Dor pélvica + febre + leucorreia fétida + dor mobilização colo → DIP (salpingite/endometrite).
O quadro clínico da paciente, com dor em hipogástrio, febre, leucorreia amarelada bolhosa e fétida, dispareunia de profundidade e dor à mobilização do colo uterino, é altamente sugestivo de Doença Inflamatória Pélvica (DIP). A presença de leucorreia bolhosa e fétida pode indicar tricomoníase associada ou infecção bacteriana mista, comum na DIP.
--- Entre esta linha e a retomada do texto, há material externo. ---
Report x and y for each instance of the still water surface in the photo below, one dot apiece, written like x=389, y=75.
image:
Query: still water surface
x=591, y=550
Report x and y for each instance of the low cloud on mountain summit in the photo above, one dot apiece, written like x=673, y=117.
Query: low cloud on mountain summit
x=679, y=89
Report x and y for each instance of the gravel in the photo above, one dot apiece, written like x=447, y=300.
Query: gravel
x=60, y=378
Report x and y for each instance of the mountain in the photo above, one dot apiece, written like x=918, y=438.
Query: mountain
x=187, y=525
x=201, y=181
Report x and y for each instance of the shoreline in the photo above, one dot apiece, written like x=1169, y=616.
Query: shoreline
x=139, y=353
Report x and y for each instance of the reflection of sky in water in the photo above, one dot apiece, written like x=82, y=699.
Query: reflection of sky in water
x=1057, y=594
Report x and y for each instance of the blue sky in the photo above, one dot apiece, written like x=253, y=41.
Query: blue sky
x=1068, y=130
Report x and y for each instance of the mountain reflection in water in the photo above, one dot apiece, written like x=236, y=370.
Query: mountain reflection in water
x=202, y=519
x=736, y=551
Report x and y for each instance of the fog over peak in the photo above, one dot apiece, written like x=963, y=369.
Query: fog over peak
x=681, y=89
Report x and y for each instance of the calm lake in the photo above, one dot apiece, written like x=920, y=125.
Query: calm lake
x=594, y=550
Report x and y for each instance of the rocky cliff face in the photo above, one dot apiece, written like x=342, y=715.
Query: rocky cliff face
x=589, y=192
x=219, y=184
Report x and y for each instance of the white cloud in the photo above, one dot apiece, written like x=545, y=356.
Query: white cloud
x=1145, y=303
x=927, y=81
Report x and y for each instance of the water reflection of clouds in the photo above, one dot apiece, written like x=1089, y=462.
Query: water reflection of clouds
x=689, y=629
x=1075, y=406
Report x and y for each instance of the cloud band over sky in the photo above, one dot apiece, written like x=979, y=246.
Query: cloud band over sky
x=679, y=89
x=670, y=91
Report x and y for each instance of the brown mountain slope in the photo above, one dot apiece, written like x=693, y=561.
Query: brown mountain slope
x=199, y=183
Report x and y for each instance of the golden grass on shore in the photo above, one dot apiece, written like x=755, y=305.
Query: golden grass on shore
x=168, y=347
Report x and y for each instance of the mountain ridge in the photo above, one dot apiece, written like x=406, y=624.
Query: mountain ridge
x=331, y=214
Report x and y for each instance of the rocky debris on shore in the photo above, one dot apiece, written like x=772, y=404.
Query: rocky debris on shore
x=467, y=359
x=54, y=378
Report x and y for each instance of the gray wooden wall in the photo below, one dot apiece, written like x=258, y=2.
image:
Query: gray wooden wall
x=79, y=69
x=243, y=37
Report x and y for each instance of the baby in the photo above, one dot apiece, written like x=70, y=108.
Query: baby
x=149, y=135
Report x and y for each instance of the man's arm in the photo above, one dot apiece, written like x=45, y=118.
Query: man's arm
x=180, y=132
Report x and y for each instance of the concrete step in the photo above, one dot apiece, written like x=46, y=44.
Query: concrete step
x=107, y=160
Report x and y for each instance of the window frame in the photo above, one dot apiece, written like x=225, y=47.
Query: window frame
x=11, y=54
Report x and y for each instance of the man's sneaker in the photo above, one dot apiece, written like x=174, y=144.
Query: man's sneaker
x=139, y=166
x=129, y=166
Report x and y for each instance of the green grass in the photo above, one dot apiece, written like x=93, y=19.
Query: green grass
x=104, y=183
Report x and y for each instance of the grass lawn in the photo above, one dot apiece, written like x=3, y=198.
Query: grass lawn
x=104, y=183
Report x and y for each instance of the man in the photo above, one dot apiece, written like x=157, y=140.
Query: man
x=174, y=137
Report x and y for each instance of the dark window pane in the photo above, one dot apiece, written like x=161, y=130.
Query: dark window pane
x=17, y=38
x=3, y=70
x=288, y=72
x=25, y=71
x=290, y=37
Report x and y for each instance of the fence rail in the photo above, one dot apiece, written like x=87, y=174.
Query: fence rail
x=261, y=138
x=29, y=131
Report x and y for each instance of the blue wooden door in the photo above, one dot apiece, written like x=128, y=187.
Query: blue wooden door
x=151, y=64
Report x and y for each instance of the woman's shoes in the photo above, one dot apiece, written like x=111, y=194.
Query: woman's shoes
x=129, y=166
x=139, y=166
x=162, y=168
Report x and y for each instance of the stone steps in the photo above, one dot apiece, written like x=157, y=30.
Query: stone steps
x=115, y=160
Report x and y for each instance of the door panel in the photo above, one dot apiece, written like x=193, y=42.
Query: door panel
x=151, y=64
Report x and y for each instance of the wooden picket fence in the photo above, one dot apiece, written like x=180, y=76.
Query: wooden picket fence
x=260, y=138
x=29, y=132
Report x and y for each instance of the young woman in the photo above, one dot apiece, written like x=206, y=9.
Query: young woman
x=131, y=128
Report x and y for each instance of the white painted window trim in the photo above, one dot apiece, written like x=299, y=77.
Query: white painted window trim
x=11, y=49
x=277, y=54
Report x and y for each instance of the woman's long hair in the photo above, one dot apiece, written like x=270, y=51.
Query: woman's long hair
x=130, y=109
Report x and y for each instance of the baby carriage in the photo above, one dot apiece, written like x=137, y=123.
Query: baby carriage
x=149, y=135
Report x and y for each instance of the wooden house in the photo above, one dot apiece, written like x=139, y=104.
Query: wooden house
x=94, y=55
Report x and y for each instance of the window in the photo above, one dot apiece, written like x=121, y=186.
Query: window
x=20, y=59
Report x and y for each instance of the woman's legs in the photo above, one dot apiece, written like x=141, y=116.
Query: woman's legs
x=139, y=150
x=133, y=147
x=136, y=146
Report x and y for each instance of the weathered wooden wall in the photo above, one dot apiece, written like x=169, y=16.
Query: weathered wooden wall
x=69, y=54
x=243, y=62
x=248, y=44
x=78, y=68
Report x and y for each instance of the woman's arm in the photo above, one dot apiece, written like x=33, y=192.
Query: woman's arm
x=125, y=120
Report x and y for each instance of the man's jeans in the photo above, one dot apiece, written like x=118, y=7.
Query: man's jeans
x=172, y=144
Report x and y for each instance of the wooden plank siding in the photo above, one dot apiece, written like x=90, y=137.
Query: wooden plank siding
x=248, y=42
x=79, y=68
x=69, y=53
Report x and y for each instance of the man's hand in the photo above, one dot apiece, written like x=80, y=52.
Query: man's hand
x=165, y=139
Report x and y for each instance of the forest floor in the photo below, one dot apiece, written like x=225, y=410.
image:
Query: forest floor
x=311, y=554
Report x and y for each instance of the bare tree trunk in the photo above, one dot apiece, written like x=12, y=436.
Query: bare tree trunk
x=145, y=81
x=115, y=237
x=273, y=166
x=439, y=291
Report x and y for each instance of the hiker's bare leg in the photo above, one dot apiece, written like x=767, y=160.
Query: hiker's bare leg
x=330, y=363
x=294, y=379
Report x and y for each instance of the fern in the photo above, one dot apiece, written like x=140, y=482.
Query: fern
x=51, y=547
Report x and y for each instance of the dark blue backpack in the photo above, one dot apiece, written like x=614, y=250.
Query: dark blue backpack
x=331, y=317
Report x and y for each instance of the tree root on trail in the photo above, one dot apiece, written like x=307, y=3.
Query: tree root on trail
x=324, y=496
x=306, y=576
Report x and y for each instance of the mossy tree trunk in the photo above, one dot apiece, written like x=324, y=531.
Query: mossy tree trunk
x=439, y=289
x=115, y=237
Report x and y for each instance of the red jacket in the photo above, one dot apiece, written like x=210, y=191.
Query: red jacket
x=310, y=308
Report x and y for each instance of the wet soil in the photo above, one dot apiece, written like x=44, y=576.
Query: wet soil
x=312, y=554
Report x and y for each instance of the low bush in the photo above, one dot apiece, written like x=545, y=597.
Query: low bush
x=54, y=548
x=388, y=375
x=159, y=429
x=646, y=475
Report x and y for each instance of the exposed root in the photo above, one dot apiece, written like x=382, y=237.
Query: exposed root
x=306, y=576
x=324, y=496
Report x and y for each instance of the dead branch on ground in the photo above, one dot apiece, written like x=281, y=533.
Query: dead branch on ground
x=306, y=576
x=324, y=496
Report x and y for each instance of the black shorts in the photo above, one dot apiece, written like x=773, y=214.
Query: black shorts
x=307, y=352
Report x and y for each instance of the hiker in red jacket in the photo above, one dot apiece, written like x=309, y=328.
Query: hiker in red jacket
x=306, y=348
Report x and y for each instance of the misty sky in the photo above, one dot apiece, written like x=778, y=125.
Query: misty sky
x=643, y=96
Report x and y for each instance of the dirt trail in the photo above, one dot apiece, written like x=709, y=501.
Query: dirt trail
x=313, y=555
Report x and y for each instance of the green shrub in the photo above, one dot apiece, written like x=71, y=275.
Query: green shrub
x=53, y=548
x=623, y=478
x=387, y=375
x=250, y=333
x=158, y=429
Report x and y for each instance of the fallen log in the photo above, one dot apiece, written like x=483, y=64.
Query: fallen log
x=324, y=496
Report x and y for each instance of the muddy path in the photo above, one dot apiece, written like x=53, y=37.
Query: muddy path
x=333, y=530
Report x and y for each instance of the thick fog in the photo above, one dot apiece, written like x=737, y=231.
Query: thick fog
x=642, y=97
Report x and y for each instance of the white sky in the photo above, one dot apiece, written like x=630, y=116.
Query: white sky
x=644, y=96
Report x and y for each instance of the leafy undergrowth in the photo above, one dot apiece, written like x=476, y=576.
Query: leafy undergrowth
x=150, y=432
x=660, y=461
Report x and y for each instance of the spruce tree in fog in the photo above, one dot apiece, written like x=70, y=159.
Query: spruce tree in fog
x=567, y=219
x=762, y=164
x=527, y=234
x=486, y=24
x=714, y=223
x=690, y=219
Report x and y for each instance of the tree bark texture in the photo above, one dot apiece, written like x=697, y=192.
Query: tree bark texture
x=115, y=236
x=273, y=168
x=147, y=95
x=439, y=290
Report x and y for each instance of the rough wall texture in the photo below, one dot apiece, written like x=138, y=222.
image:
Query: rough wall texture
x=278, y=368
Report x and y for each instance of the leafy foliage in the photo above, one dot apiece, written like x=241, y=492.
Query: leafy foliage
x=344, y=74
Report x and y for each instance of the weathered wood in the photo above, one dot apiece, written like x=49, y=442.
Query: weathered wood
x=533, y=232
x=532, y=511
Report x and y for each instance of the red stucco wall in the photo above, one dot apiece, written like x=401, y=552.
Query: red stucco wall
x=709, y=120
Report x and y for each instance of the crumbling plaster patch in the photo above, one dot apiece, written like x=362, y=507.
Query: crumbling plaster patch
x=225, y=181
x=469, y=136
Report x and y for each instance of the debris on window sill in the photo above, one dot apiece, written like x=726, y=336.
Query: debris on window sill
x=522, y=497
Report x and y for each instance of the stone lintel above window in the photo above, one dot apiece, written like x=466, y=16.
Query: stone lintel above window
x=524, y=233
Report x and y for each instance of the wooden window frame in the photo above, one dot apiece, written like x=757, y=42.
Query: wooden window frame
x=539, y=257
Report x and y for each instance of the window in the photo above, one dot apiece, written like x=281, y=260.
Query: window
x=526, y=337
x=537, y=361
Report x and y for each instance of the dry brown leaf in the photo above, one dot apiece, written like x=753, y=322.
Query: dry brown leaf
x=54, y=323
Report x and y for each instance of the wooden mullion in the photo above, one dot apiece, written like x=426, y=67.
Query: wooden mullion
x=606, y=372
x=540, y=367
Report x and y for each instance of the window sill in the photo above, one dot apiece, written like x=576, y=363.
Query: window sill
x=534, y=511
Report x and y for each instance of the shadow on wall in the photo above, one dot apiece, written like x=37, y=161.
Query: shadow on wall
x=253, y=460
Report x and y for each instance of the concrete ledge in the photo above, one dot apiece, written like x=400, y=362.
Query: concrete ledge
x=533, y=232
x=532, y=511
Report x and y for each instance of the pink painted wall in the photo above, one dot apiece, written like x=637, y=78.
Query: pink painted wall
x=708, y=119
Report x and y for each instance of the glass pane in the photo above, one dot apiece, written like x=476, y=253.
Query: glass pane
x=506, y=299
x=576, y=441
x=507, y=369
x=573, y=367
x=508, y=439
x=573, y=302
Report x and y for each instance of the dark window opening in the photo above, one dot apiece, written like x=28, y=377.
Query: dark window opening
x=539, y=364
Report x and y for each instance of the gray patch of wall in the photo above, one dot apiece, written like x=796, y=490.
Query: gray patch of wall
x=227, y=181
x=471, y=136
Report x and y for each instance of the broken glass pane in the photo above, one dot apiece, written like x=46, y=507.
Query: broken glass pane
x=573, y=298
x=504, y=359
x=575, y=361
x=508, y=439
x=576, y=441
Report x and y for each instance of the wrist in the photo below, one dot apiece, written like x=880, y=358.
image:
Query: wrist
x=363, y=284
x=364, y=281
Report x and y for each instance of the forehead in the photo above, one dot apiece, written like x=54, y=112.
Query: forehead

A Doença Inflamatória Pélvica (DIP) é uma infecção do trato genital superior feminino, que pode envolver o útero (endometrite), as tubas uterinas (salpingite) e os ovários (ooforite), podendo levar à formação de abscessos. É uma condição comum em mulheres jovens e sexualmente ativas, com consequências graves se não tratada. O diagnóstico da DIP é clínico, baseado em sintomas como dor pélvica, febre, leucorreia e dispareunia, associados a achados do exame físico, como dor à mobilização do colo e dor à palpação anexial. A presença de leucorreia bolhosa e fétida pode sugerir infecção por Trichomonas vaginalis ou outras bactérias anaeróbias, que frequentemente coexistem com infecções por Chlamydia trachomatis e Neisseria gonorrhoeae, os principais agentes etiológicos. O tratamento da DIP é empírico e deve ser iniciado precocemente para prevenir complicações como infertilidade, dor pélvica crônica e gravidez ectópica. A escolha do antibiótico deve cobrir os principais patógenos, incluindo gonococos, clamídias e anaeróbios.
Os principais sintomas incluem dor pélvica, febre, leucorreia anormal (amarelada, fétida), dispareunia de profundidade e dor à mobilização do colo uterino ao exame físico.
A DIP se diferencia da apendicite pela presença de sintomas ginecológicos como leucorreia, dispareunia e dor à mobilização do colo, que não são típicos da apendicite. A apendicite geralmente cursa com dor em fossa ilíaca direita.
Fatores de risco incluem múltiplos parceiros sexuais, história prévia de DIP, uso de DIU (especialmente nos primeiros meses), e infecções sexualmente transmissíveis (ISTs) não tratadas, como clamídia e gonorreia.